"Nesebi gayri sahih" ve "Galat-ı Meşhur"
2 Temmuz 1946 genel seçimine hile karıştırıldığı iddiası ile İzmir Gazetesi'nde "Nesebi gayri sahih" başlıklı makale yayınlanır. Ve TBMM'nin manevi şahsına hakaret suçundan dava açılır. Yazıyı kaleme alan Dr. Ekrem Hayri Üstündağ'ın oğlu Bülent Üstündağ o sırada yedek subay olarak askerlik yaptığı için makaleye kendi adını koyamamıştır. Sorumlu yazı işleri müdürü olan eşi Müçteba Hanım yargılanır ve hapse atılır. Bu olaya içerleyen Bülent Bey, 10 Kasım 1947'de intihar eder. Trajedi burada bitmez Müçteba Hanım da eşinin ölümünden tam 25 yıl sonra 10 Kasım 1972'de intihar eder. CHP karşıtlığı ile DP'li olan Dr. Ekrem Hayri Üstündağ bu acı ile 1950 seçimlerinde DP'den milletvekili seçilir. Sağlık Bakanlığı yapar 1954'te bir daha seçilir. Ancak Menderes'in tutumlarından rahatsız olup istifa ederek DP ve Menderes'i eleştirmeye başlar. Gazetesi derhal kapatılır. Bu defa Demokrat İzmir adıyla yayına geçer. Ama tüm yöneticileri sıra ile hapse girer. 2 Mayıs 1959'da DP'nin yandaşları gazete binasına saldırırlar, tahrip ederler. 27 Mayıs 1960 ihtilali gelince davalar açılır. 5 Mayıs 1961'de yargılama bittiğinde başta Menderes olmak üzere 16 sanık gazetenin basılıp, matbaaların tahrip edilmesi suçundan ceza alırlar.

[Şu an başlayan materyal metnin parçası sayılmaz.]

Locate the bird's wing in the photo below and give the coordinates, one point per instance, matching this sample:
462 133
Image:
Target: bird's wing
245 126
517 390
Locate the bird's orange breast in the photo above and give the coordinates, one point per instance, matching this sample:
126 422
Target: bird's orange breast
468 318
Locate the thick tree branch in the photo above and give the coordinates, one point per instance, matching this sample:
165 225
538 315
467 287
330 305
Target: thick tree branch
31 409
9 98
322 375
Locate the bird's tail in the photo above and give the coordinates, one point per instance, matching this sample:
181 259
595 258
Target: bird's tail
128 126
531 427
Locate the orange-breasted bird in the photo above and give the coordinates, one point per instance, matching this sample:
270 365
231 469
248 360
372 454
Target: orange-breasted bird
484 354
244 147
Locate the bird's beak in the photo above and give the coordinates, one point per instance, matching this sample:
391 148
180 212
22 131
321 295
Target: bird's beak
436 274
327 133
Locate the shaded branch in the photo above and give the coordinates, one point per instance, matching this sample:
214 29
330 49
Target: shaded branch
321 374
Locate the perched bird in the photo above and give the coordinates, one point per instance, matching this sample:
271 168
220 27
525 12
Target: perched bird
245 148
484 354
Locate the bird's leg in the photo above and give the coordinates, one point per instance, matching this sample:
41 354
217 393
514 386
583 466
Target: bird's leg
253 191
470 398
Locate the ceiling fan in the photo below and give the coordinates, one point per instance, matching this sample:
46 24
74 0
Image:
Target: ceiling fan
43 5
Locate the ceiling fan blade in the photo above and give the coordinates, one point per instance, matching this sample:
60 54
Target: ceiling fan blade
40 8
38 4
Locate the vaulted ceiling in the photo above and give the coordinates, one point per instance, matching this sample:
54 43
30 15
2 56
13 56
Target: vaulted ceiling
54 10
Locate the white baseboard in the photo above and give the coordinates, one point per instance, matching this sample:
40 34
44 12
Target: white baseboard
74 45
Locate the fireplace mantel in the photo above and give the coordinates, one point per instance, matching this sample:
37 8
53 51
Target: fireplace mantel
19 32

Öğrenmenin yaşı yok... Yukarıdaki olayın ayrıntılarını Soner Yalçın'ın "Galat-ı Meşhur" kitabından öğrendim. Yollarımızın kumpas davalarında kesiştiği Soner Yalçın "ezber bozmaya devam, inadına..." satırları ile imzalayıp gönderdiği kitabı bir kaç gecede bitireli çok oldu. Yoğun gündemden dolayı yazmaya fırsat bulamamıştım.
Sevgili Soner'in "Galat-ı Meşhur"unda neler yok ki;
"Sağcı bilinen solcular, solcu bilinen sağcılar. Paris günlerinde sosyalist olan cemaatçi kadın kim? Osmanlı'dan günümüze casus gazeteciler kim? HDP'li milletvekillerinin sicili, kim aslında kimdir?" gibi birbirinden ilginç olaylara ışık tutmuş Yalçın. Tarihçi titizliği ile geçmişte yaşanan olayların günümüze iz düşümünü mercek altına almış. Kırmızı Kedi Yayınevi fikir hayatımızı zenginleştiriyor. İlk baskı 150 bin ile rekora gidiyor. Bu arada korsancılar da iş başında tabii. Doğru bildiğimiz yanlışları özetlerken kütüphanemizin demirbaşı olmuş kitap. Eline, yüreğine sağlık.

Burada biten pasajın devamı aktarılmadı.